L'editoriale

Confermando lo spacchettamento in quattro tronconi del processo Eternit bis a carico dell’ex re dell’amianto Stephan Schmidheiny, i giudici della Corte di Cassazione hanno indubbiamente inferto un ennesimo duro colpo al morale dei famigliari delle vittime, la cui fiducia nella giustizia, dopo sette anni di udienze, condanne, proscioglimenti, annullamenti e ricorsi bocciati, ormai vacilla. Ancora una volta, si ricomincia tutto da capo in quattro diversi tribunali, in un contesto pieno di incognite su cui incombe lo spettro della prescrizione del reato per molte delle vittime innocenti, morte ammazzate dall’amianto utilizzato nel nome del profitto e in pieno disprezzo della salute dei lavoratori e dei cittadini.

 

È sfiancante e frustrante vedere come nonostante l’evidenza delle responsabilità non si riesca, per un motivo o per l’altro, ad arrivare a una condanna in tempi ragionevoli. È disarmante osservare come in uno Stato di diritto si faccia tanta fatica a far collimare le leggi con il buonsenso e con la giustizia, ad accertare le colpe di un potente miliardario e a riconoscere i diritti delle vittime innocenti.


In Svizzera, patria dell’Eternit e centrale di comando della lobby mondiale dell’amianto, a nessun procuratore è mai nemmeno venuto in mente di chiamare Schmid­heiny a rendere conto del suo comportamento davanti alla giustizia penale. In Italia perlomeno i processi si celebrano. Anche se la decisione della Cassazione complica un po’ la situazione poiché priva le vittime della possibilità di procedere compatte in un unico fronte, il miliardario svizzero verrà comunque giudicato da quattro tribunali.


Rimane dunque intatta la speranza di giungere un giorno a una sua condanna, che sarebbe fondamentale sia per le vittime dell’Eternit oggetto di questi processi sia per tutte le vittime del lavoro, di oggi e di domani. Perché altrimenti sarebbe come se lo Stato dicesse “va bene così”, come se la criminalità d’impresa fosse una bagattella.

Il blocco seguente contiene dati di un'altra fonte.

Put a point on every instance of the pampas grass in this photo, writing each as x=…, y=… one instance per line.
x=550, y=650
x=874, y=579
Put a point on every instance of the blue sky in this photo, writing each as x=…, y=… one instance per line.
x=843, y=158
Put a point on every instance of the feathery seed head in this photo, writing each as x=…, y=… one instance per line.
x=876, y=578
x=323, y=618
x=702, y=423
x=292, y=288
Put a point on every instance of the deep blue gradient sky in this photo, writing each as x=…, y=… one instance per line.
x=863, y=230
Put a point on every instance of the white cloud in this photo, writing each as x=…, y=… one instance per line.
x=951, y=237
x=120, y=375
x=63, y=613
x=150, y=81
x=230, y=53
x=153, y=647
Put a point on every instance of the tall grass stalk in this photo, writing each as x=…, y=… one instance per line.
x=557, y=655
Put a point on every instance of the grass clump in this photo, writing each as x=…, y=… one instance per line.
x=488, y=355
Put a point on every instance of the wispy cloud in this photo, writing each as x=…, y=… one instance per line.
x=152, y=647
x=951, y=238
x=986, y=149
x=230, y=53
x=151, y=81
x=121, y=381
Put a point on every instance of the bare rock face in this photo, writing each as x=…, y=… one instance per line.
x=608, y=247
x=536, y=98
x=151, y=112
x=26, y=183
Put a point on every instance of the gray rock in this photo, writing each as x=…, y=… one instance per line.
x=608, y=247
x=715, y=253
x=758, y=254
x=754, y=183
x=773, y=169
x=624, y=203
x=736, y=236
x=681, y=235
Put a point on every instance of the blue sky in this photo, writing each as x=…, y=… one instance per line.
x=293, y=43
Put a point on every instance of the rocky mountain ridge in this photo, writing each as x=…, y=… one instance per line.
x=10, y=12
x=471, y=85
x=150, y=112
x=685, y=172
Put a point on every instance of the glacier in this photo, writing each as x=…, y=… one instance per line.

Ma al di là di questo aspetto e comunque vada a finire, va sottolineato che con l’inchiesta Eternit la Procura di Torino ha scritto una pagina di storia e fornito un contributo alla verità e alla conoscenza dei fatti. Non solo perché il processo ha avuto eco a livello mondiale, ma anche per la qualità delle indagini che hanno consentito di ricostruire le nefandezze compiute dall’industria del cemento-amianto nel contesto internazionale, per quasi cent’anni sotto la regia della famiglia Schmidheiny. L’unione dei produttori in un cartello europeo, la delegittimazione degli studiosi, la corruzione di scienziati per negare le evidenze scientifiche sulla pericolosità dell’amianto, lo spionaggio a danno dei sindacati e delle associazioni delle vittime, l’informazione pilotata dei lavoratori e dell’opinione pubblica: sono solo alcune delle verità svelate dall’inchiesta Eternit, cui va dunque un grande merito. Comunque vada a finire.